The ruling, expected to come into force in 2013, will allow borrowers unable to pay their debts to enter into a personal insolvency arrangement with their creditors.
Providing at least 75% of their secured creditors and 55% of unsecured creditors agree, the PIA would see the mortgage loan reduced to the current market value of the property and the borrower allowed to continue living in their home.
In a report published today, Moody’s says this will have a credit negative impact on Irish residential mortgage-backed securities, as it would result in as much as 25% of all Irish mortgage debt being written off.
Furthermore, the ratings agency says the legislation would discourage borrowers from maintaining their mortgage payments.
Anthony Parry, senior analyst at Moody’s, says: “Under current Irish law, a borrower defaulting on their mortgage loan faces the prospect of not only losing their home but also remaining liable for the debt in full for at least 12 years.
“Such ‘full recourse’ arrangements provide a strong incentive for financially distressed borrowers to meet their mortgage loan repayments.

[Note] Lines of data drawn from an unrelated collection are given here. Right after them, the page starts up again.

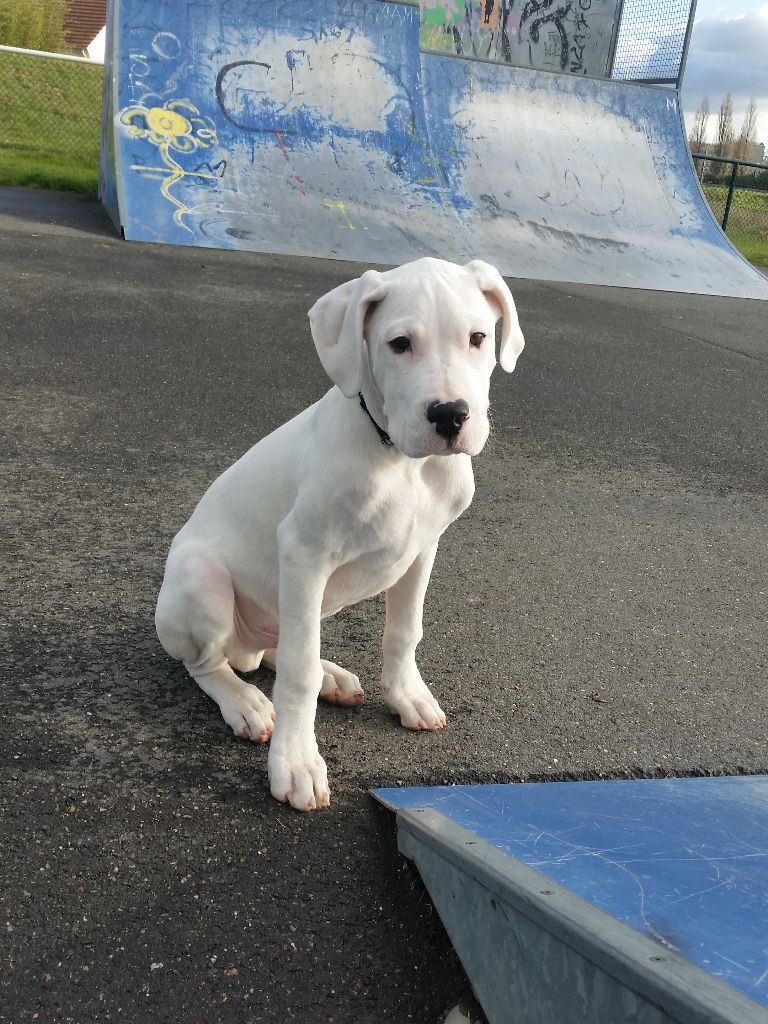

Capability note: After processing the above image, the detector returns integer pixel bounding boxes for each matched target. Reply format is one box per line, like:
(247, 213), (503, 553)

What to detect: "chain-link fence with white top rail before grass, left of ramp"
(0, 46), (103, 190)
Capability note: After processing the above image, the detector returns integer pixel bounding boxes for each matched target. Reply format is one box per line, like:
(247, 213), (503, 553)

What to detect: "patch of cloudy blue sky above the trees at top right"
(682, 0), (768, 154)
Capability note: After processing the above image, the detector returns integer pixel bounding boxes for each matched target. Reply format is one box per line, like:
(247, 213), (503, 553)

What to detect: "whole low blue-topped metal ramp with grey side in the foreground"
(374, 776), (768, 1024)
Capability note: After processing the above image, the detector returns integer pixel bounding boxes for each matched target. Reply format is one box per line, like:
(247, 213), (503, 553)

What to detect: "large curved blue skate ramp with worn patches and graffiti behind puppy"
(101, 0), (768, 298)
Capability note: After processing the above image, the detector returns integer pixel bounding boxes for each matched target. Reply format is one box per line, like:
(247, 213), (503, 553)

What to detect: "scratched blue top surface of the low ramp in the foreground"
(374, 775), (768, 1006)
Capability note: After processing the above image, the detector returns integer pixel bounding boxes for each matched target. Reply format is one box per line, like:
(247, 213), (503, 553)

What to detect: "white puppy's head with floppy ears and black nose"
(309, 258), (524, 459)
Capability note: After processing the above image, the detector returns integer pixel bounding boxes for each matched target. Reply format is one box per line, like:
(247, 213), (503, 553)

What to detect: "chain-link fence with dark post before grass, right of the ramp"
(693, 153), (768, 242)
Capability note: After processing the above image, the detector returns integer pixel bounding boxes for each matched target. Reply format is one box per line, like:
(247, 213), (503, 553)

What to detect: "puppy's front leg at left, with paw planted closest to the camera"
(267, 521), (331, 811)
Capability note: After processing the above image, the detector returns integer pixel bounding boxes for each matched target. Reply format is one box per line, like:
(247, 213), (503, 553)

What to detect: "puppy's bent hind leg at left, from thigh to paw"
(155, 546), (274, 742)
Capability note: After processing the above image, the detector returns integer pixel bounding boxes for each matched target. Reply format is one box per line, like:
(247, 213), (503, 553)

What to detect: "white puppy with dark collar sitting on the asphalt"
(156, 259), (524, 810)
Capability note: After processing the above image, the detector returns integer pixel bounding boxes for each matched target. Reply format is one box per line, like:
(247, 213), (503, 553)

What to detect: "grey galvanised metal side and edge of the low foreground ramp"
(397, 802), (768, 1024)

But under the proposed legislation, a struggling borrower – if able to use a PIA – would be able to stay in their home while also seeing part of their mortgage written off.”
He adds: “Debt forgiveness is expected to replace repossession, as Irish lenders are showing limited appetite to enforce security and political pressures encourage them to seek alternatives.
“We therefore expect debt forgiveness to become the default option for lenders dealing with unsustainable mortgage debt.”
Moody’s adds that precise details of the insolvency tests used to identify only those borrowers truly unable to pay their debts, together with banks’ willingness to veto an arrangement, will be key to determining the extent of the impact of the proposals.